OK, maybe I’m just a control freak and don’t want to accept that they’re just fine without me. Or maybe this is just normal. At least I’m letting them go — and restraining my husband from going along as a chaperone. A few deep breaths and I’m OK. Really.

“Letting go” of The News-Review is almost as rough. In fact, it’s even harder than I anticipated. When I made the final decision on my successor, I found myself overwhelmed by an odd mixture of excitement, relief and sadness. I’m choosing to focus on the exciting stuff, thank you very much.

I’m putting The News-Review in extremely capable and professional hands. John Stefans’s career in journalism goes back to the Vietnam era when he worked as an Army correspondent in Southeast Asia. He had a long corporate career after that, retiring from Chase Manhattan Bank as senior vice-president for corporate communications. After he “retired” he moved to Riverhead full time and went to work as the editor of The Traveler-Watchman. He resigned from that post in 2002 and came to work for Times/Review as a staff reporter.

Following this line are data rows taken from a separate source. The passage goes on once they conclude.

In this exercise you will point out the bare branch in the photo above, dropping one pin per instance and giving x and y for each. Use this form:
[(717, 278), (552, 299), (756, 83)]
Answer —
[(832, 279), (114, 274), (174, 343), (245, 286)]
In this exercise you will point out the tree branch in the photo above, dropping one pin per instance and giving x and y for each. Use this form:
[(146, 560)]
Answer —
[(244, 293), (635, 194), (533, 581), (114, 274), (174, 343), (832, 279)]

John left Times/Review to accept a position in Supervisor Phil Cardinale’s administration in 2004 — a job he thought he’d enjoy more than he actually did, and so he left that post last May. He’s been freelancing for Times/Review for a few months now. The job of News-Review editor is a natural and perfect fit.

John knows this town inside and out. He is plugged in here, which for me is one of the most important qualifications for the job. He loves our community and cares deeply about its future. He understands how government works — or doesn’t. He’s intelligent, fair-minded and plain-spoken. He’s not afraid to ask the tough questions and demand answers. His research is thorough, his reporting is accurate and his writing is engaging and lively. And, on top of all that, he’s a genuinely nice guy who’s a pleasure to work with.

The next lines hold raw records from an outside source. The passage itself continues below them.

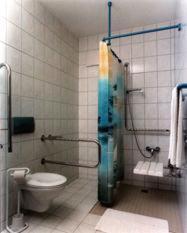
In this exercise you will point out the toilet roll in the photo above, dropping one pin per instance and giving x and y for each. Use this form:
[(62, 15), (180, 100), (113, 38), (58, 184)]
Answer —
[(19, 176)]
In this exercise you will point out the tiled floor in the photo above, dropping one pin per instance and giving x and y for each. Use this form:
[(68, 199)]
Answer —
[(69, 212), (156, 203), (77, 209)]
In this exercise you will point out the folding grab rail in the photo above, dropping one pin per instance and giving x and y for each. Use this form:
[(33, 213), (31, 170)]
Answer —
[(60, 138)]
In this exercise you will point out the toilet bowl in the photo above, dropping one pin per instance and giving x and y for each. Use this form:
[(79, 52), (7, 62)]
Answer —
[(40, 189)]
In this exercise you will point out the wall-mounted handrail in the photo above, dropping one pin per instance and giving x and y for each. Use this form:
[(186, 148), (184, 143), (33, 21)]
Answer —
[(60, 138), (9, 105), (111, 37), (182, 86)]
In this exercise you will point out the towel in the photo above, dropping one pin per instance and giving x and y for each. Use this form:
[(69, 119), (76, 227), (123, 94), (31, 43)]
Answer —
[(176, 148)]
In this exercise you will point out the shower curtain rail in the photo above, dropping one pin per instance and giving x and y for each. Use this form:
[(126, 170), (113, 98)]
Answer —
[(181, 86), (111, 37)]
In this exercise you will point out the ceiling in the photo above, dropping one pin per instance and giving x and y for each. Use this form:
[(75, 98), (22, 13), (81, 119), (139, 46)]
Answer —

If this is starting to sound like a letter of recommendation, I guess that’s because that’s exactly what it is. John will be working for you now, too, because this is, after all, your community newspaper.

While I will now begin to concentrate more fully on my role as co-publisher, I’m not forsaking “my baby” altogether. I’m not going anywhere. I still live in Riverhead and am as invested in its future as ever. I’ll still write this column (assuming the editor wants me.) And I’ll still be overseeing what appears on the pages of this publication every week. You can still reach me at 298-3200 or at with questions, comments and, of course, complaints. And if I’m really lucky, sometimes I’ll even have an opportunity to write a story or two.

With a couple of deep, deep we go.

1 comment:

Celia L. Iannelli said...

Hi Denise - Yikes, letting go - not my strong point either. I congratulate you on making your not so easy decision.
Could any parent not feel a reluctance to part with their child even on a weekend camping trip with their church group? Nope.
I think it's a matter of letting our children out from our sheltering wings and sending them solo that frightens us the most.
I remember when my yourgest Jeff graduated from high school..did he want the big Italian party thing..
oh no - he wanted to back pack through England with a friend. After much ado,he did go, and was far richer for the experience. Of course neither his father or I knew what was in store for us..he is a Federal Agent and is always traveling. I remember when I was in my psycho Mom state - he called and said "guess where my next project is taking me?" I instinctively knew it was not going to be New Jersey. It was the Mojave Desert - my brain at that time ever on guard for catastrophic events switched to the worst case scenario.
Letting go of anything we cherish can be tough but with enough self trust, I believe we can sail through the seasons of our lives and tap into that inner knowing when we listen to our hearts. Somehow my heart knows before my brain has a clue.